The pharmacokinetics of conventional and bioenhanced tablet formulations of danirixin (GSK1325756) following oral administration in healthy, elderly, human volunteers
Danirixin (GSK1325756) is a small, high-affinity, selective, and reversible CXCR2 antagonist being developed for the treatment of chronic obstructive pulmonary disease (COPD). This study aimed to evaluate the relative bioavailability, including inter-subject variability, of a conventional immediate-release (IR) formulation and two prototype bioenhanced formulations of danirixin under gastric acid suppression in a healthy, elderly population.
A single-center, crossover study was conducted with healthy male and female volunteers aged 65-80 years.
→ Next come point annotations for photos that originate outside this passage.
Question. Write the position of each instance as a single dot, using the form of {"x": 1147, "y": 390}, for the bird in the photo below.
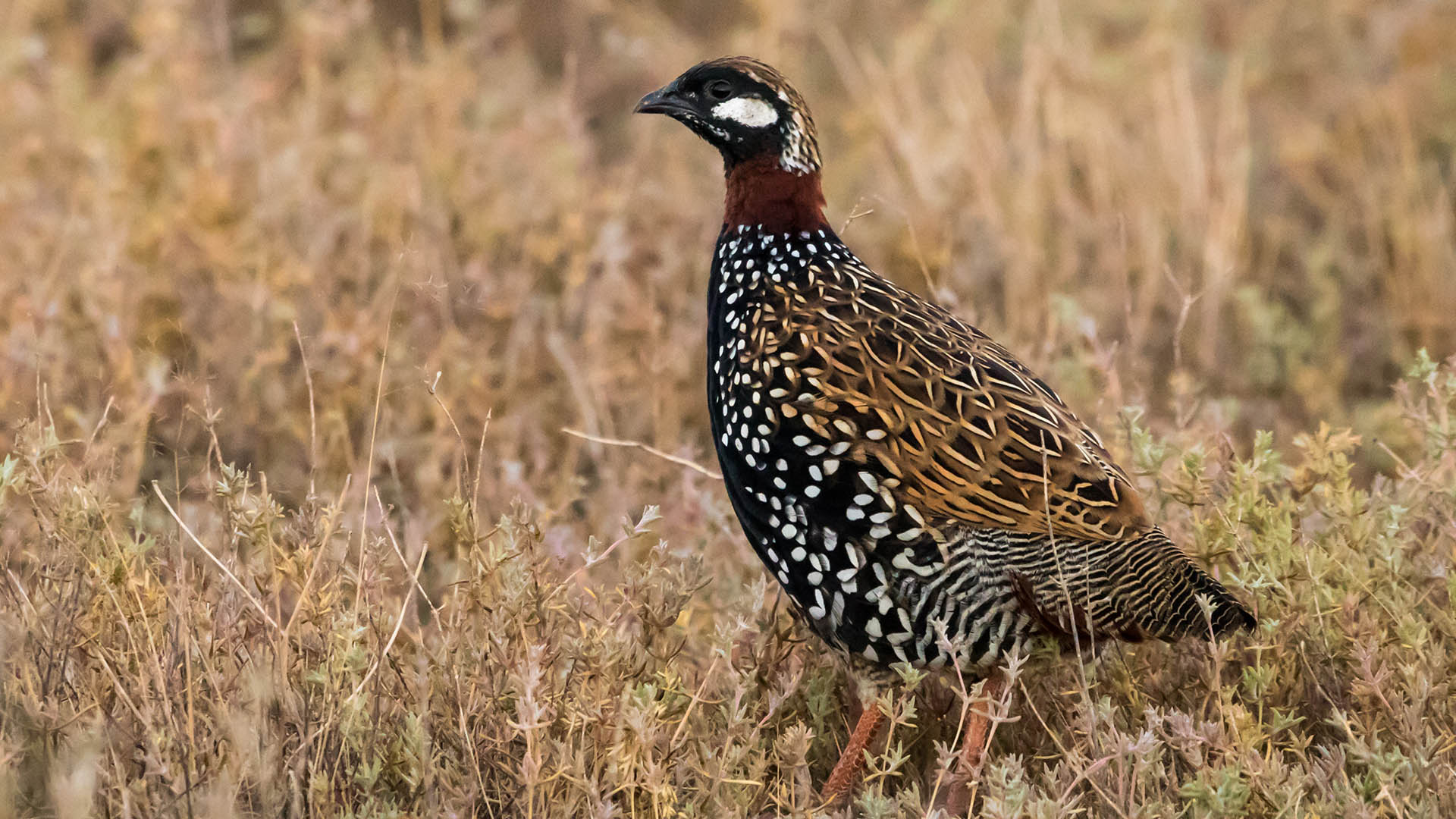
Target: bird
{"x": 919, "y": 493}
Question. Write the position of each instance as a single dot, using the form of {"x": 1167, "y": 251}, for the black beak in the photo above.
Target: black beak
{"x": 664, "y": 101}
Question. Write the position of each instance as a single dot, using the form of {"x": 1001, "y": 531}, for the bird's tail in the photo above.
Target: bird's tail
{"x": 1156, "y": 586}
{"x": 1130, "y": 589}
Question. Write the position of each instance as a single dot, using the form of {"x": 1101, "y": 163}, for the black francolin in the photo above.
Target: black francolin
{"x": 918, "y": 491}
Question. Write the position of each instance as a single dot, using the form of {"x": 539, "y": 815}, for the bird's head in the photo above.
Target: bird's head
{"x": 746, "y": 110}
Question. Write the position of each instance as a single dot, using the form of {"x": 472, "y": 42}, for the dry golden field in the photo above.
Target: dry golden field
{"x": 300, "y": 299}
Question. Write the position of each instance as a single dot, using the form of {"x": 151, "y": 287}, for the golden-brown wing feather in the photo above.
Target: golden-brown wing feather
{"x": 963, "y": 430}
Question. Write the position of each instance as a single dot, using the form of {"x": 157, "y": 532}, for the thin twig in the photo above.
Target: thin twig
{"x": 650, "y": 449}
{"x": 313, "y": 428}
{"x": 369, "y": 464}
{"x": 400, "y": 621}
{"x": 220, "y": 564}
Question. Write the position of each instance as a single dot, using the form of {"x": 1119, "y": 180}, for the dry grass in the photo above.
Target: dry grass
{"x": 299, "y": 299}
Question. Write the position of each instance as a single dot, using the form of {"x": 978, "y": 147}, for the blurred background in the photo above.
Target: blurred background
{"x": 328, "y": 283}
{"x": 218, "y": 216}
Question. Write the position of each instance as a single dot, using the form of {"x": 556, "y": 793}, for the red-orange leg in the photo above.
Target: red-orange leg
{"x": 848, "y": 771}
{"x": 973, "y": 746}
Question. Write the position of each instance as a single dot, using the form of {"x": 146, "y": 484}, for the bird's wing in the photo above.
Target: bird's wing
{"x": 962, "y": 428}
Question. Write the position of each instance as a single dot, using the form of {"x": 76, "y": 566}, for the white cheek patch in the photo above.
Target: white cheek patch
{"x": 747, "y": 111}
Participants were randomized to receive 50 mg of danirixin IR in both fed and fasted states, and 50 mg of Bioenhanced Formulations 1 and 2 in the fasted state. Additionally, all subjects received 20 mg of omeprazole daily, starting 4 days before the first treatment and continuing through the final dosing period.
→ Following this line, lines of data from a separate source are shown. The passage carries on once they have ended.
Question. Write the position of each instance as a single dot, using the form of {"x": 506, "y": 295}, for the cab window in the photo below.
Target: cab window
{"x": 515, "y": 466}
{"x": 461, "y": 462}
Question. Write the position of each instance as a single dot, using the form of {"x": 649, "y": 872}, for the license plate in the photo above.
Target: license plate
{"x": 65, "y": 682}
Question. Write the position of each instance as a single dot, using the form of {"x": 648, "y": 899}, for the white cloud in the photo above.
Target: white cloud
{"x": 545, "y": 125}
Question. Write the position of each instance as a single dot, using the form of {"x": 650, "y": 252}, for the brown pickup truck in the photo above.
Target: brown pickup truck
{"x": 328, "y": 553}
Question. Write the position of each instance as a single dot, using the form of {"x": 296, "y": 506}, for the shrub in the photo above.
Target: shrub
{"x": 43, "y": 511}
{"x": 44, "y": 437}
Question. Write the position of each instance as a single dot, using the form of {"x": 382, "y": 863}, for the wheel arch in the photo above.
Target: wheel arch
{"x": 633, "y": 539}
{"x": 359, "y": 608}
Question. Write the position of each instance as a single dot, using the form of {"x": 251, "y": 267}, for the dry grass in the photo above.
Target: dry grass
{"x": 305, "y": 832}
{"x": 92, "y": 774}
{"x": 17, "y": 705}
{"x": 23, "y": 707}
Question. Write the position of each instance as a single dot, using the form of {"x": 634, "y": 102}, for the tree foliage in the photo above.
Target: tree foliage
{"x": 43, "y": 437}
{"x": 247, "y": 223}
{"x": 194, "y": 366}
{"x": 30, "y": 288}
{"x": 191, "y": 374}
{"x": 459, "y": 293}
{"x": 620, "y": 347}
Twenty subjects were randomized and completed the study. Bioenhanced Formulation 2 in the fasted state showed the highest adjusted geometric means for AUC(0-t), AUC(0-inf), AUC(0-24), and C max. Danirixin IR showed higher adjusted means in the fed state compared to the fasted state. All formulations exhibited significant inter-subject variability (CVb >100 %). The overall incidence of adverse events (AEs) was 10% for danirixin IR (both fed and fasted states) and 15-20% for the bioenhanced formulations. Most AEs were mild, with no serious AEs reported.
Concomitant use of omeprazole resulted in considerable inter-subject variability in danirixin exposure. The bioenhanced formulations were unable to overcome the impact of omeprazole on exposure and variability across subjects.